Testes de misturas de diesel e biodiesel


Décio Gazzoni - 09 set 2010 - 07:07 - Última atualização em: 09 nov 2011 - 19:14

A pressão social por redução de emissões de Gases de Efeito Estufa, entre outros fatores, constitui-se na variável diretriz da incorporação progressiva de fontes de energia renovável nas matrizes energéticas dos diferentes países. O Brasil é um exemplo global, com o programa precursor de mistura etanol/gasolina e de substituição de gasolina por etanol, em larga escala.
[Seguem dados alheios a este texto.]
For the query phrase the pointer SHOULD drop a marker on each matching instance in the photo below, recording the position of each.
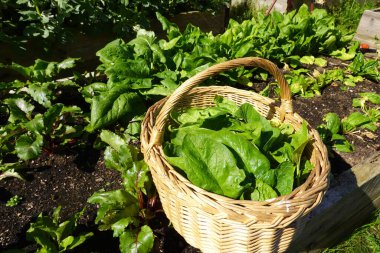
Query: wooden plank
(368, 30)
(347, 205)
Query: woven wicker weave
(215, 223)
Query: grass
(347, 13)
(365, 239)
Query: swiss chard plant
(34, 119)
(147, 68)
(234, 151)
(127, 211)
(334, 130)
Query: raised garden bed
(69, 177)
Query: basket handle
(181, 91)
Na esteira desta conquista foi lançado o programa de produção e uso de biodiesel, tão bem sucedido que as metas foram alcançadas com 3 anos de antecedência.

Entretanto, é preciso contextualizar este processo. Um aspecto importante a considerar é que o uso de biocombustíveis visa preservar a atual estrutura de fabricação e uso de motores, no aguardo de um novo paradigma tecnológico, tipo células de combustível, expansão do uso da eletricidade, biohidrogênio ou outra inovação tecnológica revolucionária. Portanto, os biocombustíveis representam uma evolução e uma transição, em que são preservadas as tecnologias motrizes, migrando os combustíveis para produtos em linha com as demandas da sociedade.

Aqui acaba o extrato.